A number of preclinical PET tomographs initially developed by research groups have been commercialized and are currently used by several research centers around the world.

  • MicroPET/Focus/Inveon (CTI/Siemens): The MicroPET technology is based on pixellated LSO crystals readout by PSPMTs by means of optical fibers. Different versions of this technology varying in crystal and FoV sizes have been realized [4648].

  • Mosaic (Philips): This system is based on GSO pixellated crystals coupled to hexagonal arrays of individual PMTs via a continuous light guide [49].

  • Argus (Suinsa): The Argus system is the first commercially available PET system employing DoI capability [50]. Its detector architecture consists of a dual phoswich detector (LYSO/LGSO) read out by PSPMTs.

  • ClearPET (Raytest): This preclinical system also employs DoI capabilities by means of a phoswich detector (LYSO/LuYAP) read out by PSPMTs [51]. The scanner has adjustable FoV allowing thus for both rodent and primate imaging.

  • LabPET (Gamma Medica-Ideas): The LabPET system is the first commercially available APD based PET scanner. The system employs a phoswich detector (LYSO/LGSO) where the two different crystals are arranged next to each other in order to read out two detectors with the same APD [52].

  • Quad HiDAC (Oxford Positron Systems): The quad-HiDAC system, also mentioned in Sect. 3.1.2, makes use of gas detectors equipped with lead converters and read out by electrode meshes. The system achieves sub-millimeter spatial resolution despite the poor time resolution, no energy resolution and poor photon sensitivity [11].

  • FLEX™ (Gamma Medica-Ideas): The XPET system of the tri-modality FLEX™ tomograph (PET/SPECT/CT) consists of a detector ring based on quadrant sharing of BGO crystal arrays by arrays of PMTs. The detector block has the shape of a pentagon with tapered ends resulting in high detector packing fraction [53].

Table 5.2 summarizes quantitatively the basic performance features of these systems. Several other research systems employ special features:

Table 5.2 Performance summary of commercially available preclinical PET systems
  • RatCAP: The Rat Conscious Animal PET (RatCAP) is a prototype PET scanner aimed to perform brain studies in conscious rats thus avoiding anesthesia which may inhibit several brain processes under study. Its architecture is based on individual readout of LSO crystal arrays by APD arrays with the detectors fixed in the animal’s skull [54].

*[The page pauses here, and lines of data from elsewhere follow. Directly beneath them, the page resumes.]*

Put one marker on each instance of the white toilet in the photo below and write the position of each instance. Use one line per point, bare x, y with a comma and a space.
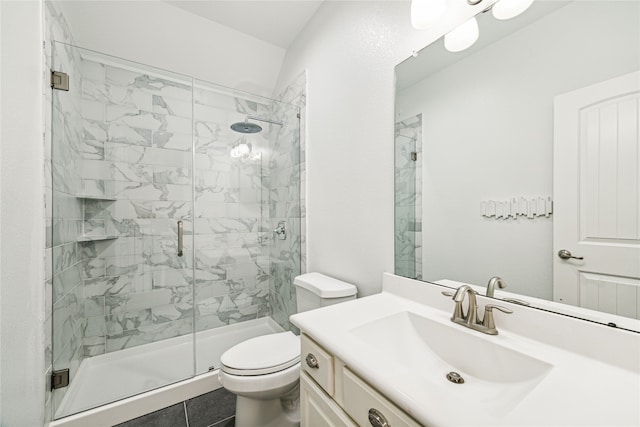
264, 372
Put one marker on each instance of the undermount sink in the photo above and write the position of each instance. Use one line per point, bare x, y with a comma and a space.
430, 349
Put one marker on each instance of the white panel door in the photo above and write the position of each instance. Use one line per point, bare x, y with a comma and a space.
596, 190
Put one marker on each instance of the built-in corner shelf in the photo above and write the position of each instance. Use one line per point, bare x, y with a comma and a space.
82, 239
105, 198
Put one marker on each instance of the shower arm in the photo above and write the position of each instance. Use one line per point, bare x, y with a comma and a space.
258, 119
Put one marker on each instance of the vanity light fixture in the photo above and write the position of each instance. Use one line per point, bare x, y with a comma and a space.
462, 37
507, 9
425, 13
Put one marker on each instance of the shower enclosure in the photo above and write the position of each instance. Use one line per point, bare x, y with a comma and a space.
162, 225
408, 197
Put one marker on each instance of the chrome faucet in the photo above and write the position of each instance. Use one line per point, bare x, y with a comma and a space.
472, 307
491, 286
471, 319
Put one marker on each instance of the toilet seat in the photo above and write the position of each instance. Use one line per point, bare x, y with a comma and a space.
262, 355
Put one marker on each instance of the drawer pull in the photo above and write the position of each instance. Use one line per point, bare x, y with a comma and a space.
312, 362
377, 419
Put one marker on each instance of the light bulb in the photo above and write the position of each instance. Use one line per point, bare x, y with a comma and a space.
462, 37
425, 13
507, 9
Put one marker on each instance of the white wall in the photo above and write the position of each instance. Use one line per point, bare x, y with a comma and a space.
349, 50
505, 147
158, 34
21, 215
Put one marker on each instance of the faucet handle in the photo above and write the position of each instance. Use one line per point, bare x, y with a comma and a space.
458, 313
488, 321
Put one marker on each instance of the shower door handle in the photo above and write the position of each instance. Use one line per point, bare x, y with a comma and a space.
180, 232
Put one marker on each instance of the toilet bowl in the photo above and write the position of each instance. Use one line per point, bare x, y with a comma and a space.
264, 372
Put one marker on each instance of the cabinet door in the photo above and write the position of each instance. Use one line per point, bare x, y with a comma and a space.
317, 409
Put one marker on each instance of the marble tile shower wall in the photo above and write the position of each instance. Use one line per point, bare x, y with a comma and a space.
231, 216
287, 201
408, 204
137, 153
138, 137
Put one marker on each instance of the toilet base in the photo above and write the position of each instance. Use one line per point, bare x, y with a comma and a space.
279, 412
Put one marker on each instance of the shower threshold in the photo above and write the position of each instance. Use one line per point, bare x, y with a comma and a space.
113, 376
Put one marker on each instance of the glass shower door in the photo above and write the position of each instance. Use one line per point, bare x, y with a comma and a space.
122, 227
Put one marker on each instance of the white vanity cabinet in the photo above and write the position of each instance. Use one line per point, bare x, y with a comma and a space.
332, 395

  • VP-PET: The Virtual Pinhole PET (VP-PET) is a technology aiming to improve the spatial resolution of already existing systems by implementing a high resolution detector insert within the FoV [55]. Coincidences are registered between all possible detector pairs from both the existing system and the insert resulting in magnification similar to pinhole SPECT [5659].

5 Summary

In this chapter, an overview of the design considerations for small animal PET scanners was given. Preclinical imaging is widely used in PET research for the evaluation of new pharmaceuticals and for the study of the biology of various human diseases. However, the performance requirements for preclinical imaging differ from those for clinical imaging due to the significantly different volumes to be imaged. Differences in energy, time and spatial resolution between preclinical and clinical PET were explained and current trends in the PET detector designs were presented. A summary of state-of-the-art small animal PET scanners was also given.